HTTP is the original protocol for transferring data across the internet.
When a user visits a website, their browser sends an HTTP request to the site’s server. The server returns the page’s content in an HTTP response.
HTTP is insecure
Over HTTP, a browser sends data in plain text, unencrypted, through the internet to a web server, without authenticating the server’s identity. This opens the user to various methods of attack.
- An attacker can eavesdrop on communication between a user and the websites they visit. The attacker can construct a profile of the user based on this metadata.
- Any personal information (login credentials, personal data submitted in forms) shared over HTTP can be stolen by an attacker.

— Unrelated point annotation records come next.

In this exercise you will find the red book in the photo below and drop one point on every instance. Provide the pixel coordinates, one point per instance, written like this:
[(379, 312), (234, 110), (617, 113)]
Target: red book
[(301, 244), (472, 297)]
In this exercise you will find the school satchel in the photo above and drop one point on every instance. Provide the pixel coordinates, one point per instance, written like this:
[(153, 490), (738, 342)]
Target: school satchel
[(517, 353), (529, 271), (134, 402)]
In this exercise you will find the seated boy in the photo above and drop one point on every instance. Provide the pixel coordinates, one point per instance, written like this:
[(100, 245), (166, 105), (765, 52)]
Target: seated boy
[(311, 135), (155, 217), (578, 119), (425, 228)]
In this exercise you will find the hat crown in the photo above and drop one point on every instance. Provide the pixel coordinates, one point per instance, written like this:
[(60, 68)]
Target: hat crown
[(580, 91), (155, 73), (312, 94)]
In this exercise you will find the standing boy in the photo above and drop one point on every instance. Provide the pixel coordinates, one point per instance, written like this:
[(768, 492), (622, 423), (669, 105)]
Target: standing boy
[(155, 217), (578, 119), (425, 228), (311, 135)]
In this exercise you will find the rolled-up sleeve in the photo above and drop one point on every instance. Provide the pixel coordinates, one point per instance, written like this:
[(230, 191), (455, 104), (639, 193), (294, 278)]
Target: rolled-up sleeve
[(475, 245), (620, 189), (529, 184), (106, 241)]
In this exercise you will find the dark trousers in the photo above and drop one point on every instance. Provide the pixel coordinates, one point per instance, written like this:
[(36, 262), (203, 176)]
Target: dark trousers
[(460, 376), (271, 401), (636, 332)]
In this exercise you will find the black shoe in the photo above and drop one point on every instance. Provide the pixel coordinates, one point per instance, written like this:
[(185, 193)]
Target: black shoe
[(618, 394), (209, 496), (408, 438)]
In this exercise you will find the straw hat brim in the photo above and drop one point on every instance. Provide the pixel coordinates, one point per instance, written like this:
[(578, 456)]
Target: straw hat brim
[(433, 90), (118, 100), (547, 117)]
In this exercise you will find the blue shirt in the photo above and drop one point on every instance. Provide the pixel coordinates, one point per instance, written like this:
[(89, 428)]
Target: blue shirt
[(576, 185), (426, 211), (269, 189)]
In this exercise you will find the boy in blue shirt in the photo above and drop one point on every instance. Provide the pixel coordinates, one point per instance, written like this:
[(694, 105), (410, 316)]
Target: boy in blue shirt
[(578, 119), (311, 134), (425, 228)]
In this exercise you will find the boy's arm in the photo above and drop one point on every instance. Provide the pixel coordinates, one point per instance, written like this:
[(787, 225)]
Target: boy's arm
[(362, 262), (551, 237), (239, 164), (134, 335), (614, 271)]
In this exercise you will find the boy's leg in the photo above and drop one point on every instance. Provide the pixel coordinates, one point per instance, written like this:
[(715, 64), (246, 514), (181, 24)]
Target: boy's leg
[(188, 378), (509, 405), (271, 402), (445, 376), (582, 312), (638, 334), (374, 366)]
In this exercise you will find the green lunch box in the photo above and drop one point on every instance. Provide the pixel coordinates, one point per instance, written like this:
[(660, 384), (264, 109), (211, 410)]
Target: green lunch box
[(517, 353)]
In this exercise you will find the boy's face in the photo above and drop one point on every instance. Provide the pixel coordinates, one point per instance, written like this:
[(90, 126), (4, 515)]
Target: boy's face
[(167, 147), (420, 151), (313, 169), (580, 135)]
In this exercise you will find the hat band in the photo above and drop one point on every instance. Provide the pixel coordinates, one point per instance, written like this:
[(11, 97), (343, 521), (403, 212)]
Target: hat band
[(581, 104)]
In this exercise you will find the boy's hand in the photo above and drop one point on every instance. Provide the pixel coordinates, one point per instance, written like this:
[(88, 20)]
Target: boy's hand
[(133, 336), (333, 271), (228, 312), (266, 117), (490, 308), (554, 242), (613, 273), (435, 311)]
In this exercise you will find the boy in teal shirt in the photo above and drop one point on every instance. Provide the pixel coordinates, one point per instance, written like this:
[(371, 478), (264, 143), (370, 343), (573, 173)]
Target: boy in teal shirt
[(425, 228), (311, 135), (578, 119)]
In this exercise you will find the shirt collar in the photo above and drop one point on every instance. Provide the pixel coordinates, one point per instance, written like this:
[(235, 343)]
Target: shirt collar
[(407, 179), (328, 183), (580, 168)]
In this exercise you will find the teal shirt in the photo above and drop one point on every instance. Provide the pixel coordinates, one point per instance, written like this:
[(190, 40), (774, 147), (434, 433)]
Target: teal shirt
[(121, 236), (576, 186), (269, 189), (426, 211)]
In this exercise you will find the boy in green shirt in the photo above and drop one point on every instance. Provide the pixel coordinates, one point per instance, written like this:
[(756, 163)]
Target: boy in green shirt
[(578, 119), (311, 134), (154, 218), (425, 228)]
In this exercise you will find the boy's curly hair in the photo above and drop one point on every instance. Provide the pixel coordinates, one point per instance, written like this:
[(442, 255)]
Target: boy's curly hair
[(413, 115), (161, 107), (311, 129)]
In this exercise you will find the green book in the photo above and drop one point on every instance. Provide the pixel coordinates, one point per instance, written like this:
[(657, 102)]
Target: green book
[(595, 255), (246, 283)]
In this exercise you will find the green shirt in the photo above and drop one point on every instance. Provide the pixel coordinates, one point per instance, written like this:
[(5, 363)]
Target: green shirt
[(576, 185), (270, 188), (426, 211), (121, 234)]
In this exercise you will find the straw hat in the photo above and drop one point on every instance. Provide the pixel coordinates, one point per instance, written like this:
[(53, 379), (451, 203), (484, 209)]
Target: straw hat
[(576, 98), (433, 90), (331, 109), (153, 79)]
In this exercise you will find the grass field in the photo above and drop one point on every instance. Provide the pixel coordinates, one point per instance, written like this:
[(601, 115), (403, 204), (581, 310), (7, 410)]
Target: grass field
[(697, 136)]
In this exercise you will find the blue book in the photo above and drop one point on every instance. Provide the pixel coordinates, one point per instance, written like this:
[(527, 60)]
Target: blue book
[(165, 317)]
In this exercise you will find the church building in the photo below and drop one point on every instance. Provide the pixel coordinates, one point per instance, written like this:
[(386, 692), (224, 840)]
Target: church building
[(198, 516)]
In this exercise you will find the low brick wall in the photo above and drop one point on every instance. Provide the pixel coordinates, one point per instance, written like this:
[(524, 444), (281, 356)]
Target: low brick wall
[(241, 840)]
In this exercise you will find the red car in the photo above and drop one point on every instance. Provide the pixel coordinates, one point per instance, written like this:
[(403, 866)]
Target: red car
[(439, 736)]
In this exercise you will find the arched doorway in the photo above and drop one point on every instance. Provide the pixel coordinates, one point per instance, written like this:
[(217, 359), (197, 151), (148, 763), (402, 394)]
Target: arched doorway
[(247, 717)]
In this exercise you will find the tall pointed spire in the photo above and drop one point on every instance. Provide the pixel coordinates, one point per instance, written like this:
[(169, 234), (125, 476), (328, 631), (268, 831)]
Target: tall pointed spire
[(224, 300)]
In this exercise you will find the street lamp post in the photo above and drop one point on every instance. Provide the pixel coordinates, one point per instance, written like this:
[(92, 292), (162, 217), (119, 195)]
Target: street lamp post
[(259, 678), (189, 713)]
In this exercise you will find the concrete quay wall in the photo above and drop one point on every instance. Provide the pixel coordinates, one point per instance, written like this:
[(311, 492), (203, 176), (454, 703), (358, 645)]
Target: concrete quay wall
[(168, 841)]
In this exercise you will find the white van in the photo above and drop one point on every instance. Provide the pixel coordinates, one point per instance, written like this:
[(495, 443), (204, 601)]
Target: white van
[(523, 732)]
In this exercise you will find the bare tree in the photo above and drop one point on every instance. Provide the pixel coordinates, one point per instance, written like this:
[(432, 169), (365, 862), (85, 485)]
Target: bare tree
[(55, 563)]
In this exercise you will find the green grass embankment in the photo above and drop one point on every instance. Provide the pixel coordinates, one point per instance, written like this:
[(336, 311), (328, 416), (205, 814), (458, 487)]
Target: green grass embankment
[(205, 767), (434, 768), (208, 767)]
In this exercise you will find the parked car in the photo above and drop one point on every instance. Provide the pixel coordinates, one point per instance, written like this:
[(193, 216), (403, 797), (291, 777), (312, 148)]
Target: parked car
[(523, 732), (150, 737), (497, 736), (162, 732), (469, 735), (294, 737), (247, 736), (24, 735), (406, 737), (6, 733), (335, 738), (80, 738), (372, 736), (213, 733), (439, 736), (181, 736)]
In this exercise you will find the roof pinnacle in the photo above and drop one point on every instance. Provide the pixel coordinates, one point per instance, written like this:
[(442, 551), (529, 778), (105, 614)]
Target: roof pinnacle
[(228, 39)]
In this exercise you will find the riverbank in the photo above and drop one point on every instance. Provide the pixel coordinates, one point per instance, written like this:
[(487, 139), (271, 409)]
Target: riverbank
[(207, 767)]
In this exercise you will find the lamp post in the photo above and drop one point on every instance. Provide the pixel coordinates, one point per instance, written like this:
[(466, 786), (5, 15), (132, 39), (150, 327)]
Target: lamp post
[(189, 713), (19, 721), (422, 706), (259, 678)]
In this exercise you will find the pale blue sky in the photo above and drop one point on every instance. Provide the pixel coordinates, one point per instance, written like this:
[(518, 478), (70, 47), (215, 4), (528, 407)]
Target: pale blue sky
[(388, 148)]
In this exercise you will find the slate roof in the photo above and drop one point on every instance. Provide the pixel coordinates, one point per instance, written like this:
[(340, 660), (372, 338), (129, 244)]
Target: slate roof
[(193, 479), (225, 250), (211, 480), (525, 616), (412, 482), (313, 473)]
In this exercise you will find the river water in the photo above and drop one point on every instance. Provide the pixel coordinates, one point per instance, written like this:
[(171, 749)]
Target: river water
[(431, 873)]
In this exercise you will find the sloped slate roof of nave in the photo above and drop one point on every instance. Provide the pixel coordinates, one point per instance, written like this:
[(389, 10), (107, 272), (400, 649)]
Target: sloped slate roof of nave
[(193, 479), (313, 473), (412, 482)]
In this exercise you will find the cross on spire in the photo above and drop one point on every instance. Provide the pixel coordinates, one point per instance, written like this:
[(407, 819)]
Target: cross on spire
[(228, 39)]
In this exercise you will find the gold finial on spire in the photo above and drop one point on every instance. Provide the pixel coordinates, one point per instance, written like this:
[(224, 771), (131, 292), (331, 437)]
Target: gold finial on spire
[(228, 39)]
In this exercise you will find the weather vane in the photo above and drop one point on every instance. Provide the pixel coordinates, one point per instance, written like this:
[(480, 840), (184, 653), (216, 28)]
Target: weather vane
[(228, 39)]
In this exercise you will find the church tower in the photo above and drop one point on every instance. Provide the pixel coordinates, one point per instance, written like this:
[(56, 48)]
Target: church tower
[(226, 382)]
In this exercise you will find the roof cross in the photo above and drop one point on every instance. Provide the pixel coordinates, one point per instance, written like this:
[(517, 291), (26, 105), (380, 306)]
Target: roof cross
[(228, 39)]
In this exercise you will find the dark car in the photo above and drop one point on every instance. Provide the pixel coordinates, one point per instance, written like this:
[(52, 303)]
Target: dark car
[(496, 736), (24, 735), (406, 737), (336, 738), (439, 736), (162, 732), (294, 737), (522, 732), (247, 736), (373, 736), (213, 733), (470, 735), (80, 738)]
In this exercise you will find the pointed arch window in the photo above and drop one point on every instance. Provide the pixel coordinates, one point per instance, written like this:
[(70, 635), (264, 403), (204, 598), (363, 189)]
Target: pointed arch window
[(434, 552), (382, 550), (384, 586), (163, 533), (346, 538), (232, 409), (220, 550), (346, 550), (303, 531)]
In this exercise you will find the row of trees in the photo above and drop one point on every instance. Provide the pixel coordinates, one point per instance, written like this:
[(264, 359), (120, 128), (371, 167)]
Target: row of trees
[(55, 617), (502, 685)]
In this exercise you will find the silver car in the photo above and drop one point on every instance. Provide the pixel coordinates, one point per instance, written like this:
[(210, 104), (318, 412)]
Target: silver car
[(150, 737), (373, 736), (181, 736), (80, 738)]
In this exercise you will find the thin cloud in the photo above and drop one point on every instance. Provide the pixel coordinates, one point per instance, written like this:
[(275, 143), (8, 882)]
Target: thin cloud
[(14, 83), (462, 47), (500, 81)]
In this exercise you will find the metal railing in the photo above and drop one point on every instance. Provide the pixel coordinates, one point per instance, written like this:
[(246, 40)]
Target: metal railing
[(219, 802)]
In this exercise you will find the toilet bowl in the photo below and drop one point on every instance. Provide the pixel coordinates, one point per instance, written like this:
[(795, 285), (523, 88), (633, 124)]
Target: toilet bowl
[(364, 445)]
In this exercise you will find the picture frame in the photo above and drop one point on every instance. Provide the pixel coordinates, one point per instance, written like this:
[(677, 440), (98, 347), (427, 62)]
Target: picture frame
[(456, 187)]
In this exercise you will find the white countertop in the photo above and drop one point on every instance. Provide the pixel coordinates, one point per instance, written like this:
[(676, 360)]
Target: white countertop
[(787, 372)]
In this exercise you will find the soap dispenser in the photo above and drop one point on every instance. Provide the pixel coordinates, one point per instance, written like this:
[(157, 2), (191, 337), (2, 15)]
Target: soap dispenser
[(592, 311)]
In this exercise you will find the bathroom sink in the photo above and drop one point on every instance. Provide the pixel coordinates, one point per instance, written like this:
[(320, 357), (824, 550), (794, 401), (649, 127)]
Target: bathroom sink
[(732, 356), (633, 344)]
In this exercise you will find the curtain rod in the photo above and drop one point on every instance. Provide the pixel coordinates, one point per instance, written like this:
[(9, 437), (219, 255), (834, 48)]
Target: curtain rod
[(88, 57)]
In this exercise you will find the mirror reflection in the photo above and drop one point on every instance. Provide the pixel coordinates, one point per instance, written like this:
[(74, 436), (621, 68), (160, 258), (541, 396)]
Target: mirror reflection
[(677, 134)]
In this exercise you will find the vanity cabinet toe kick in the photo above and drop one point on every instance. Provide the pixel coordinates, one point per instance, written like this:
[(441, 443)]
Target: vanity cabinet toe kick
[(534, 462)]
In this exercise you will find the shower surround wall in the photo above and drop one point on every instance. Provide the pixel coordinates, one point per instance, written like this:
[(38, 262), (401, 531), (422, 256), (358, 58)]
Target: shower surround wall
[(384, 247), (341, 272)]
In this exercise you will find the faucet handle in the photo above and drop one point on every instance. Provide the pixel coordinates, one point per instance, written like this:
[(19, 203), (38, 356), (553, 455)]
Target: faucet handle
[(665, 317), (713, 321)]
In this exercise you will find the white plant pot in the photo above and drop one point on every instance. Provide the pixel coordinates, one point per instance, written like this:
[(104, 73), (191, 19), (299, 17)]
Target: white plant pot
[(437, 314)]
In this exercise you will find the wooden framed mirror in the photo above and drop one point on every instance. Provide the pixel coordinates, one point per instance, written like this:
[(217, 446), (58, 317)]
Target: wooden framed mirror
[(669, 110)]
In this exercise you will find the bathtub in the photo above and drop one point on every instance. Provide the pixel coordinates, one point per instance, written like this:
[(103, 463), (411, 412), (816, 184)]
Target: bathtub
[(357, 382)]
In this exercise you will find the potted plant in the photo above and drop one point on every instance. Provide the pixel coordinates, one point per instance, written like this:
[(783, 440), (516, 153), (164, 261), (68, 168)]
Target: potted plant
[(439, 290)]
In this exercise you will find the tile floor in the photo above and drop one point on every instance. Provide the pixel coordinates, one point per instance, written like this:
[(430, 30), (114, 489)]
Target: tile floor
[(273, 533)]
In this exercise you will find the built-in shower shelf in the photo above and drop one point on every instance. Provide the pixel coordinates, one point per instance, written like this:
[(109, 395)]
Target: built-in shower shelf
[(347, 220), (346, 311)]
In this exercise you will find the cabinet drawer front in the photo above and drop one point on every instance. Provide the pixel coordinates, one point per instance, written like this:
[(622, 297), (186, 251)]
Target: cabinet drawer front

- An attacker can perform a man-in-the-middle attack and impersonate a website or alter its contents. Some ISPs actively do this to inject ads.
HTTPS is Secure HTTP
HTTPS adds encryption, server identification and data integrity on top of HTTP’s data transfer model.
It does not protect a website from other security vulnerabilities. If a website allows user login, a hacker can attempt to crack user accounts with a brute force attack over HTTP or HTTPS.
And there’s more…
Serving a site over HTTPS comes with extra benefits.
- SEO. Google uses HTTPS as a ranking signal.
- Speed. HTTP/2 can deliver your website to browsers quicker. Browsers require HTTPS to use HTTP/2.
- Data encryption security. Passive attackers cannot eavesdrop on conversations.
- Server identification. Man-in-the-middle attackers cannot impersonate a website to a user.
- New browser features are limited to secure sites and capabilities will be deprecated for non-secure sites.